# Charts for bus service opportunities by tract and CalEnviroScreen / Density Scores

* Density and CalEnviroScreen both grouped as low/med/high
* Provide some charts to accompany maps
* Heatmaps to show distribution?
* Scatterplot of pop density vs service density

In [None]:
import intake
import pandas as pd

from shared_utils import portfolio_utils
import setup_tract_charts

catalog = intake.open_catalog("*.yml")

In [None]:
def import_processed_data()-> pd.DataFrame:
    """
    Import processed bus stop times data by census tract.
    
    Clean up columns, dtypes, labeling for making visualizations.
    """
    df = catalog.bus_stop_times_by_tract.read()
    
    fill_with_zero = [
        "total_arrivals", "n_stops", "n_operators",
        "num_jobs", "Population",
        "num_pop_jobs"
    ]
    
    df[fill_with_zero] = df[fill_with_zero].fillna(0).astype(int)
    
    df = df.assign(
        popjobdensity_group = pd.qcut(df.popjobs_sq_mi, q=3, labels=False) + 1,
        arrivals_per_1k_pj = (df.total_arrivals / df.num_pop_jobs) * 1_000,
    )

    df = df.assign(
        arrivals_group_pj = (pd.qcut(df.arrivals_per_1k_pj, q=3, labels=False) + 1).astype("Int64"),
    )
    
    # Map getting too big, use simplify to decrease size
    df = df.assign(
        geometry = df.geometry.simplify(tolerance=0.005)
    )
    
    # Address small numbers issue
    df = df[df.Population > 10].reset_index(drop=True)
    
    return df


def aggregate_generate_stats(
    df: pd.DataFrame, 
    group_cols: list
) -> pd.DataFrame:
    # After subset
    t1 = portfolio_utils.aggregate_by_geography(
        df, 
        group_cols = group_cols, 
        sum_cols = ["n_stops", "n_operators", "Population", 
                    "num_jobs", "num_pop_jobs", "total_arrivals"], 
        count_cols = ["Tract"], 
    ).astype("int").sort_values(group_cols)
    
    DENOM = 1_000
    t1 = t1.assign(
        arrivals_per_1k_pj = (t1.total_arrivals / t1.num_pop_jobs) * DENOM,
        stops_per_1k_pj = (t1.n_stops / t1.num_pop_jobs) * DENOM,
    )  
    
    round_me = [i for i in t1.columns if ("sq_mi" in i)
                or ("per_1k" in i) or ("ptile" in i)]
    
    t1[round_me] = t1[round_me].round(2)
    
    return t1

In [None]:
df = import_processed_data()

In [None]:
## Create 3 sets of aggregated datasets to use for charts
# (1) By popjobdensity - equity
by_density_equity = aggregate_generate_stats(
    df, 
    group_cols = ["popjobdensity_group", "equity_group"])

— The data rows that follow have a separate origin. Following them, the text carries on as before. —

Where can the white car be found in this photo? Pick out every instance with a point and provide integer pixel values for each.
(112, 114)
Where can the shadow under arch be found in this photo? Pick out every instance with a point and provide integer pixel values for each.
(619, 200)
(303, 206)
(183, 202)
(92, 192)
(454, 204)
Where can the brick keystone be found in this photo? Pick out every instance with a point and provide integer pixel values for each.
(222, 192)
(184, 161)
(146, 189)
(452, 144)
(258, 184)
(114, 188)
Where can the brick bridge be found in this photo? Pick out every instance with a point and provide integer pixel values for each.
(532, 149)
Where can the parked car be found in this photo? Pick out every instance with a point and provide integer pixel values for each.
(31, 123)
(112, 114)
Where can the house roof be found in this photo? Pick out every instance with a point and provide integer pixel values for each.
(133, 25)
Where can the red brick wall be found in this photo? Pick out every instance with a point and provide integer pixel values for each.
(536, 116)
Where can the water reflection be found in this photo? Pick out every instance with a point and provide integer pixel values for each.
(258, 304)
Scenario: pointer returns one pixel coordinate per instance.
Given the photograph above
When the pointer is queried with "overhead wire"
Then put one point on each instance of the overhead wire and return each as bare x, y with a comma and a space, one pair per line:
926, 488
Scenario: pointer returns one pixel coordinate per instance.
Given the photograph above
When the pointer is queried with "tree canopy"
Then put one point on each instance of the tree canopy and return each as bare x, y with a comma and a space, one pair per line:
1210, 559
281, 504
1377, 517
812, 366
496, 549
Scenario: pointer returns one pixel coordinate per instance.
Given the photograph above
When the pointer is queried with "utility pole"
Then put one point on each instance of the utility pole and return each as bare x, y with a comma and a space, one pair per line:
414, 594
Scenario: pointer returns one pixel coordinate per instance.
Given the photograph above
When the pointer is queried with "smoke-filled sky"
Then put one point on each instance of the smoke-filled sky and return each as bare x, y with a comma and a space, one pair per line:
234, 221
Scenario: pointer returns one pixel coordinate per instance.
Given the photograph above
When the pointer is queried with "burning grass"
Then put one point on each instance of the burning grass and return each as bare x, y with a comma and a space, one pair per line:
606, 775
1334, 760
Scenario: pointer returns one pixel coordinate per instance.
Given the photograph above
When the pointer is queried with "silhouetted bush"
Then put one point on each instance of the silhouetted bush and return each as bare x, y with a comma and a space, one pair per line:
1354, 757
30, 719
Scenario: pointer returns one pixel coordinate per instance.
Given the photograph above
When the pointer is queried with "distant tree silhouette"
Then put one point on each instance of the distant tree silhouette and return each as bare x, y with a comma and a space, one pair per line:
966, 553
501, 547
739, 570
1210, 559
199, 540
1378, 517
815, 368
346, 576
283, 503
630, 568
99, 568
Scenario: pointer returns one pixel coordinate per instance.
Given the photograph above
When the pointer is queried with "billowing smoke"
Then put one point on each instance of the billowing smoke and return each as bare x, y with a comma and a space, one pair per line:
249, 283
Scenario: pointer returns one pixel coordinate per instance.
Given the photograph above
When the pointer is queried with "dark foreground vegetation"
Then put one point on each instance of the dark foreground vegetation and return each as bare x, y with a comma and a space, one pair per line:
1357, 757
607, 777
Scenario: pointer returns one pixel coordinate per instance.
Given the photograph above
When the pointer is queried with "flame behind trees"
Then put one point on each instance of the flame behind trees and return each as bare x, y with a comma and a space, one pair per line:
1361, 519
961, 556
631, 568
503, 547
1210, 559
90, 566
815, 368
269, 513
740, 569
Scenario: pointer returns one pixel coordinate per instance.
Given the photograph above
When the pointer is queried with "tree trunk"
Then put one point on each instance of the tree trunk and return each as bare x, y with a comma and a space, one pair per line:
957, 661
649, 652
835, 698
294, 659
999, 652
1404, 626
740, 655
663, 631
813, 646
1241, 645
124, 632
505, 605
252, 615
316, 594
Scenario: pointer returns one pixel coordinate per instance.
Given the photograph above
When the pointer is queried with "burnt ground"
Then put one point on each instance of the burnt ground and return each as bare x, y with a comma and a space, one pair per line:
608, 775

by_density_equity = by_density_equity.assign(
    popjobdensity_group = by_density_equity.popjobdensity_group.map(
        setup_tract_charts.LEGEND_LABELS)
)

In [None]:
setup_tract_charts.grouped_bar_chart(
    by_density_equity, 
    x_col="popjobdensity_group", 
    y_col="arrivals_per_1k_pj", 
    color_col="popjobdensity_group",
    grouped_col="equity_group",
    y_max=by_density_equity.arrivals_per_1k_pj.max() + 10, 
    chart_title="Arrivals per 1k by Pop / Job Density", 
)

## Opportunity Tracts

Tracts in the lower right quandrant, but pick out the most extreme cases.

Tracts with > 75th ptile for pop/job density & < 25th ptile for service density.

Especially the medium-need tracts, these would be the ones dragging down the average for the middle yellow bar.

In [None]:
# Grab the ones with density above 75th percentile
# and in the lower 25th percentile for service density
p75 = df.popjobs_sq_mi.quantile(0.75)
p25 = df.arrivals_per_1k_pj.quantile(0.25)

df = df.assign(
    is_oppor_tract = df.apply(lambda x: (x.popjobs_sq_mi > p75) and 
                       (x.arrivals_per_1k_pj < p25), axis=1)
)

In [None]:
df[df.is_oppor_tract==True].explore(
    "is_oppor_tract",
    tiles = "CartoDB Positron",
    categorical = True
)